If you are referencing a directory then you'll need two ending backslashes.  If you don't do this you'll get a Server Error.  What happens is that the backslash has powerful meaning in Perl, and you need to tell Perl that you want a backslash as a literal ending character on the pathway, else, Perl will truncate the ending quote.


Other path problems

All files that would normally run under the native cgi-bin relative location via Unix-Linux should be given full pathways for NT. 

These settings are in the *.conf files

$use_country_list = 'D:\websites\domain\cgi-bin\mcart\countries.txt';
$use_state_list = 'D:\websites\domain\cgi-bin\mcart\states.txt';
$coupon_file = 'D:\websites\domain\cgi-bin\mcart\coupons.txt';


problems in @INC

MOF requires certain support files to load when it runs.  NT may want you to declare these support files in Perl's @INC setting, before you can require them in the script.

At the top beginning lines of each MOF program file you'll need to declare the full absolute paths to the support files MOF will require. Using the example path above, do this:

in mof.cgi (PL) put in these settings (examples only)

BEGIN {
push(@INC, 'D:\websites\domain\cgi-bin\mcart\mof.conf');
push(@INC, 'D:\websites\domain\cgi-bin\mcart\moflib.pl');
}

in mofpay.cgi (PL) put in these settings (examples only)
Note: if you're using any of the extra PlugIns they are declared too

BEGIN {
push(@INC, 'D:\websites\domain\cgi-bin\mcart\mofpay.conf');
push(@INC, 'D:\websites\domain\cgi-bin\mcart\mofpaylib.pl');
push(@INC, 'D:\websites\domain\cgi-bin\mcart\customer.mail');
push(@INC, 'D:\websites\domain\cgi-bin\mcart\merchant.mail');
push(@INC, 'D:\websites\domain\cgi-bin\mcart\invoice.pl');
}


getting mail to work

See the next section on Mail problems. You will need to use the enable Net::SMTP module to have MOF use an external SMTP mailer on NT. Net::SMTP comes in the standard Win32 Perl distribution, so it should be operational on your NT. If not, ask your NT Admin if they will put it in.

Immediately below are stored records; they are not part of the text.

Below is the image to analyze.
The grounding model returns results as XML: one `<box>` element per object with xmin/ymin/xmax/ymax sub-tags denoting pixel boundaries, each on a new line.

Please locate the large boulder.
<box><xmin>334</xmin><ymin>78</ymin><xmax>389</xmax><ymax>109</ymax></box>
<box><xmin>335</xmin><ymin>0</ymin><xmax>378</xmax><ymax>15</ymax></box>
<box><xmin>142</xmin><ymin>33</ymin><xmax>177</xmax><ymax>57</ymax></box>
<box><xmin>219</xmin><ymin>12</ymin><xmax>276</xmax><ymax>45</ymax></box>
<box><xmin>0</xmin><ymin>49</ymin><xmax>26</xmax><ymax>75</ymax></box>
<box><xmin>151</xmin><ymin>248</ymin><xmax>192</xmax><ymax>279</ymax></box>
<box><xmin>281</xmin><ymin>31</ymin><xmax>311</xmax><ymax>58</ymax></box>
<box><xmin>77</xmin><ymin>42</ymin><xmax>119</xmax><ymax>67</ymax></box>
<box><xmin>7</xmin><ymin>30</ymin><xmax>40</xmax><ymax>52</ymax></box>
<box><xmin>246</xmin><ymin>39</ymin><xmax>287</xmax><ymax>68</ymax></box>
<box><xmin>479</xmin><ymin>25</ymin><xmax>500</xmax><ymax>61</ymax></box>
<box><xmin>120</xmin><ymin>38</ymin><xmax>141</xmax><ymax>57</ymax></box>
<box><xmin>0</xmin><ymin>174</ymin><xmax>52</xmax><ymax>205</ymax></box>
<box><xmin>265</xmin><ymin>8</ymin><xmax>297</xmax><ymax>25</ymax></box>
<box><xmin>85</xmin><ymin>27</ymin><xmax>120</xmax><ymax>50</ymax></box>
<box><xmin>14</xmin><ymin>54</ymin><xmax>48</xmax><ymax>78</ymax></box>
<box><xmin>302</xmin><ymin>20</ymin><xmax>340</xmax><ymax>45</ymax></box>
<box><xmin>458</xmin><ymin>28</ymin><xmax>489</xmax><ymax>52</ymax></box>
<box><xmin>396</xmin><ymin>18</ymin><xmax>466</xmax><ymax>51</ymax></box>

MAIL PROBLEMS Sections LIst How Do I ?

is mail turned on ?

In mofpay.conf are these settings enabled ?

# 11. MAILING MERCHANT
$mail_merchant_invoice = 1;

@mail_merchant_addr = ('SEND-ORDERS-TO@YOURSITE.COM');

# 12. MAILING CUSTOMER
$mail_customer_receipt = 1;


Yes, mail is turned on

  1. Set the $ERRORMODE = 0; in mofpay.conf

  2. Run the ?test mode for the mofpay.cgi script:
    Type in the full URL to <mofpay.cgi> on your server, append the "?test" command

    http://www.site.com/cgi-bin/mcart/mofpay.cgi?test

  3. For the "Mail" check line: do you get the message :
    Mail: Cannot find common UNIX, Linux (Qmail or Sendmail) Paths, problem

    -- > Yes : enable Net::SMTP

    1. Open the merchant.mail and customer.mail files in your ASCII editor

    2. around LINE 68 find the section:
      # DO YOU WANT TO USE Net::SMTP EXTERNAL MAILER ?

    3. enable Net::SMTP by uncommenting both these lines:
      and defining the SMTP available to your domain

      $use_external_smtp_server = 'yoursmtp.com';
      use Net::SMTP;

-- > No : enable one of the other sendmail paths for UNIX/Linux

  1. Open the merchant.mail and customer.mail files in your ASCII editor

  2. around LINE 53 find the section:
    # WHERE IS THE LOCATION OF YOUR SENDMAIL ?

  3. change mail_program to a correct path shown in ?test:

    $mail_program = '/usr/lib/sendmail -t';
    $mail_program = '/var/qmail/bin/qmail-inject';

 

MAINTENANCE Sections LIst How Do I ?

MOF uses two directories to read, write, and store data for cart products and shipping information.  MOF creates a separate file for each customer, for both cart products and shipping address information.  The current version 2.4 of MOF does not have any provisions for cleaning out these scratch files.  Scratch files are made in these directories.

../orderdata/
../orderinfo/

You should periodically check these directories, sort them by the date files were created or modified, and delete any files in either of those directories that are older than the corresponding cookies settings you have for the cart and shipping information.

I have several thousand files operating out of one of my directories, so you don't need to worry that you may have accumulated too many files.  Unix-Linux is capable of housing many files without problems.  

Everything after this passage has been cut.